The journey from Fast Way to Schott Glass marks a welcome shift. Fast Way gave the CCI the framework to address gatekeeper conduct, while the Google orders demonstrate how it may apply to digital markets. Both the Play Store and Android appeals currently before the SC – the SC’s rulings will determine how far this doctrine extends into proprietary digital infrastructure. Until then, following Schott Glass, the standard for denial of market access demands actual evidence of foreclosure and rigorous assessment of objective justifications as BookMyShow already confirms.

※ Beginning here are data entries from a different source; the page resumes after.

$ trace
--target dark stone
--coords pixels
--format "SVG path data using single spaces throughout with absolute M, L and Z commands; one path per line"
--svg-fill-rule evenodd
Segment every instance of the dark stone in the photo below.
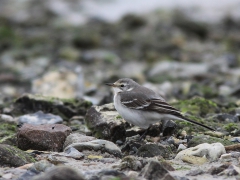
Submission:
M 17 133 L 17 144 L 22 150 L 62 151 L 71 129 L 62 124 L 24 124 Z
M 145 144 L 138 149 L 137 155 L 141 157 L 162 156 L 164 158 L 169 158 L 171 154 L 169 148 L 170 147 L 164 147 L 157 144 Z
M 54 97 L 24 94 L 14 104 L 11 114 L 15 116 L 43 111 L 69 120 L 76 115 L 85 115 L 92 103 L 82 99 L 59 99 Z
M 179 27 L 188 35 L 192 35 L 200 39 L 207 38 L 209 33 L 205 23 L 193 21 L 180 11 L 177 11 L 175 14 L 174 25 Z
M 125 141 L 126 122 L 119 116 L 113 104 L 91 107 L 87 111 L 85 122 L 97 138 L 112 142 L 117 140 Z
M 146 20 L 140 16 L 133 14 L 125 15 L 122 18 L 122 26 L 125 26 L 127 29 L 137 29 L 146 24 Z
M 219 174 L 220 172 L 224 171 L 225 169 L 227 169 L 228 167 L 230 166 L 230 164 L 226 163 L 226 164 L 223 164 L 221 166 L 218 166 L 218 167 L 211 167 L 209 170 L 208 170 L 208 173 L 210 173 L 211 175 L 215 175 L 215 174 Z
M 18 167 L 35 160 L 26 152 L 6 144 L 0 144 L 0 165 Z
M 124 145 L 122 146 L 122 152 L 133 152 L 135 154 L 144 142 L 139 141 L 140 136 L 127 137 Z
M 70 167 L 60 166 L 36 176 L 33 180 L 84 180 L 83 175 Z
M 177 127 L 177 124 L 174 121 L 171 121 L 171 120 L 163 121 L 163 124 L 162 124 L 163 136 L 172 135 L 176 127 Z
M 72 40 L 72 44 L 76 48 L 91 49 L 100 45 L 100 34 L 96 31 L 89 31 L 89 29 L 80 29 L 80 32 L 75 35 Z
M 171 176 L 169 172 L 157 161 L 149 162 L 141 174 L 148 180 L 175 180 L 175 178 Z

This standard arrives at a critical moment. The CCI’s October 2025 AI Market Study flags that the upstream AI stack (data, compute infrastructure, and foundational models) is controlled by multinational incumbents who could deny market access to downstream startups through insurmountable entry barriers or architectural self-preferencing. The IndiaMART v. OpenAI (IP – COM / 57 / 2025) proceedings before the Calcutta High Court, where the core allegation is that a generative AI gatekeeper could selectively exclude a platform from its search results, represents a modern iteration of the Fast Way cable denial: invisible, algorithmic, but economically consequential.
The primary lesson from the past half-decade of CCI’s digital jurisprudence is that as AI-driven access disputes reach the CCI, regulatory intervention cannot rest on assumptions of harm based merely on a gatekeeper’s importance. The framework demands a demonstrated nexus between related markets, a rigorous assessment of objective technical justifications, and concrete proof that the gatekeeper genuinely forecloses competition. The cable wire severed in Punjab in 2010 was physical and visible, its digital successors are less visible but as powerful. However, the legal framework to address this competitive harm, refined from Fast Way to BookMyShow, is now more equipped to recognise and respond than at any earlier point in the history of Indian competition law.
—Rahul Rai is a Partner and Ravi Gangal is a Counsel, Axiom5 Law Chambers LLP. The views are personal.